Podemos dejar que la sorpresa nos toque a la puerta, o podemos activamente buscarlo en la inmensa librería del mensaje codificado con la esencia de los milenios, intercalado en los genes. En el momento de la división celular, ocurren portentos cargados de ciencia, en donde el mensaje genético es transmitido de la célula original a la célula hija. Un error en el “código” del mensaje genético se llama mutación; esta transgresión de la información desencadena cambios en la célula hija que se traducen en modificaciones en ciertas funciones de los componentes celulares. Hay mutaciones que pueden desencadenar la formación de cáncer. Hay muchos genes que ya están plenamente identificados que pueden relacionarse con malignidades del seno y del ovario, entre ellos, los más poderosos son BRCA1 y BRCA2. Las mutaciones en estos genes se definen como Hereditary Breast and Ovarian Cancer (HBOC) (1). Hay otros genes que son menos influyentes, pero tienen mayor distribución en la comunidad, como PALB2, CHEK2, CDH1, PTEN, and TP53.

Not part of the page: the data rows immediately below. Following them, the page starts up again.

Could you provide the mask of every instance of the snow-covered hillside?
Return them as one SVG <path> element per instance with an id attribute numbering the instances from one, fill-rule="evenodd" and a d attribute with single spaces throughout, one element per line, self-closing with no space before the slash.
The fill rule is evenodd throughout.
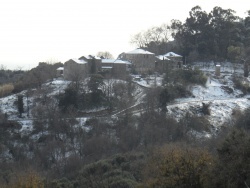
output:
<path id="1" fill-rule="evenodd" d="M 179 98 L 173 101 L 167 106 L 167 114 L 175 117 L 177 120 L 185 116 L 186 113 L 203 115 L 201 108 L 204 104 L 208 105 L 210 115 L 205 115 L 211 125 L 218 129 L 220 126 L 227 126 L 231 124 L 232 114 L 234 110 L 244 110 L 250 107 L 250 101 L 247 95 L 235 89 L 232 81 L 233 74 L 231 69 L 224 68 L 221 76 L 215 77 L 213 68 L 203 69 L 208 76 L 208 81 L 205 86 L 193 85 L 190 87 L 192 96 L 189 98 Z M 241 74 L 238 71 L 238 74 Z M 136 91 L 134 92 L 135 104 L 131 106 L 131 109 L 143 102 L 143 88 L 151 88 L 156 85 L 161 85 L 162 76 L 153 75 L 148 78 L 141 78 L 139 76 L 133 76 L 134 82 L 137 83 Z M 245 79 L 249 82 L 249 79 Z M 110 82 L 110 81 L 109 81 Z M 112 82 L 115 82 L 114 80 Z M 16 107 L 17 95 L 10 95 L 4 98 L 0 98 L 0 110 L 8 116 L 10 120 L 17 120 L 21 125 L 21 131 L 32 130 L 32 114 L 27 113 L 27 106 L 29 106 L 29 112 L 36 106 L 37 101 L 46 96 L 55 96 L 63 92 L 70 82 L 55 79 L 51 82 L 45 83 L 39 90 L 23 91 L 19 94 L 24 96 L 24 108 L 25 113 L 22 118 L 18 117 L 18 110 Z M 107 82 L 105 82 L 107 84 Z M 28 96 L 28 97 L 27 97 Z M 124 109 L 126 110 L 126 109 Z M 119 114 L 114 113 L 113 116 Z M 81 118 L 81 117 L 79 117 Z M 86 117 L 84 117 L 86 118 Z M 81 123 L 82 124 L 82 123 Z"/>

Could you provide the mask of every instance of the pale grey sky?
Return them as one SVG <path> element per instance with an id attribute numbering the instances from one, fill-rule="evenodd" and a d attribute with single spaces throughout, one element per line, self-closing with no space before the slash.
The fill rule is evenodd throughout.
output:
<path id="1" fill-rule="evenodd" d="M 30 69 L 99 51 L 116 57 L 135 48 L 132 35 L 184 21 L 196 5 L 231 8 L 240 17 L 250 9 L 249 0 L 0 0 L 0 65 Z"/>

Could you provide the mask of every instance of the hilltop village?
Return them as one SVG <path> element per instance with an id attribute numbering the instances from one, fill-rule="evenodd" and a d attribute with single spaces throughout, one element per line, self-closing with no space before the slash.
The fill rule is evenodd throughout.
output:
<path id="1" fill-rule="evenodd" d="M 121 53 L 117 59 L 105 59 L 92 55 L 70 59 L 64 67 L 57 69 L 58 75 L 63 75 L 66 80 L 87 78 L 90 74 L 100 73 L 104 76 L 125 79 L 128 73 L 152 74 L 164 73 L 168 68 L 181 68 L 182 56 L 174 52 L 156 56 L 154 53 L 143 49 L 135 49 Z"/>

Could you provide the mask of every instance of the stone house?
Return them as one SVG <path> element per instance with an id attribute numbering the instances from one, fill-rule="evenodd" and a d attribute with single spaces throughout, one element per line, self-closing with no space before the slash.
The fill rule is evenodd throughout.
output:
<path id="1" fill-rule="evenodd" d="M 119 59 L 129 61 L 132 64 L 132 69 L 143 74 L 155 70 L 155 54 L 143 49 L 135 49 L 126 53 L 122 53 Z"/>
<path id="2" fill-rule="evenodd" d="M 97 74 L 101 71 L 101 58 L 88 55 L 80 57 L 79 60 L 83 60 L 88 63 L 89 74 Z"/>
<path id="3" fill-rule="evenodd" d="M 125 79 L 130 62 L 121 59 L 102 59 L 102 72 L 114 78 Z"/>
<path id="4" fill-rule="evenodd" d="M 88 76 L 88 62 L 83 59 L 70 59 L 64 63 L 64 79 L 79 81 Z"/>
<path id="5" fill-rule="evenodd" d="M 164 73 L 168 69 L 181 68 L 183 65 L 182 56 L 174 52 L 168 52 L 164 55 L 156 56 L 155 70 L 159 73 Z"/>
<path id="6" fill-rule="evenodd" d="M 64 63 L 64 79 L 81 80 L 91 74 L 111 75 L 114 78 L 125 79 L 128 66 L 131 63 L 120 59 L 101 59 L 91 55 L 79 59 L 70 59 Z"/>

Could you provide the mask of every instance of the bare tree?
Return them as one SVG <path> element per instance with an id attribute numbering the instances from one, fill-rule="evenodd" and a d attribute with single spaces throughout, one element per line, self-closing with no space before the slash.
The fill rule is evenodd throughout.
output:
<path id="1" fill-rule="evenodd" d="M 98 57 L 104 57 L 105 59 L 114 59 L 113 55 L 108 51 L 98 52 Z"/>

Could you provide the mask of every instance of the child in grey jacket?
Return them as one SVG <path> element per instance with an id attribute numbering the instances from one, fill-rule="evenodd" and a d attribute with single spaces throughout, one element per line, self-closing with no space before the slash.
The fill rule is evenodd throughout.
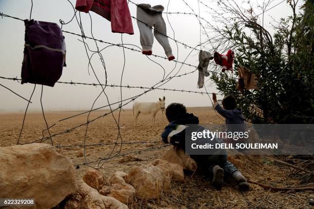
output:
<path id="1" fill-rule="evenodd" d="M 246 130 L 245 118 L 240 108 L 237 108 L 237 101 L 232 95 L 226 96 L 222 100 L 223 108 L 217 101 L 216 94 L 212 93 L 213 108 L 222 116 L 226 118 L 226 126 L 228 132 L 245 132 Z"/>

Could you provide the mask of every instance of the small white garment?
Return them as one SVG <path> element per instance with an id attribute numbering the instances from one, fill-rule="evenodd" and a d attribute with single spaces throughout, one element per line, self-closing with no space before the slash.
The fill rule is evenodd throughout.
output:
<path id="1" fill-rule="evenodd" d="M 213 59 L 213 56 L 210 52 L 201 50 L 199 53 L 199 79 L 198 80 L 198 87 L 199 89 L 203 88 L 204 83 L 204 76 L 209 76 L 209 72 L 207 71 L 209 60 Z"/>

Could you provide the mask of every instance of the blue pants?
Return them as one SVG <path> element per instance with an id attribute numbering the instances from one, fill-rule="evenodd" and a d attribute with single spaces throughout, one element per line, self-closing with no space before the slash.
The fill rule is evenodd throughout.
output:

La tecnología ha avanzado años luz en la determinación del código genético y actualmente existen pruebas genéticas muy accesibles, que iluminan el camino de la investigación para encontrar pacientes con riesgo genético de padecer cáncer de seno. Las claves están en la historia familiar. Los factores de riesgo más importantes se centran en la historia de la madre y de las hermanas. Su mejor instrumento es la comunicación con su proveedor de salud en relación con su riesgo. Conocer su historia familiar le ayudará a guiar a su médico a encontrar las claves para prevenir un regalo indeseado como el cáncer de seno. Tome el control de la historia familiar y ayude a descartar una mutación. En el horizonte se vislumbra que la medicina del futuro se centrará en identificar los factores genéticos de predisposición para tratar el órgano en riesgo de afectarse, antes que la enfermedad ocurra. Las pruebas genéticas actuales nos abren una ventana hacia ese futuro.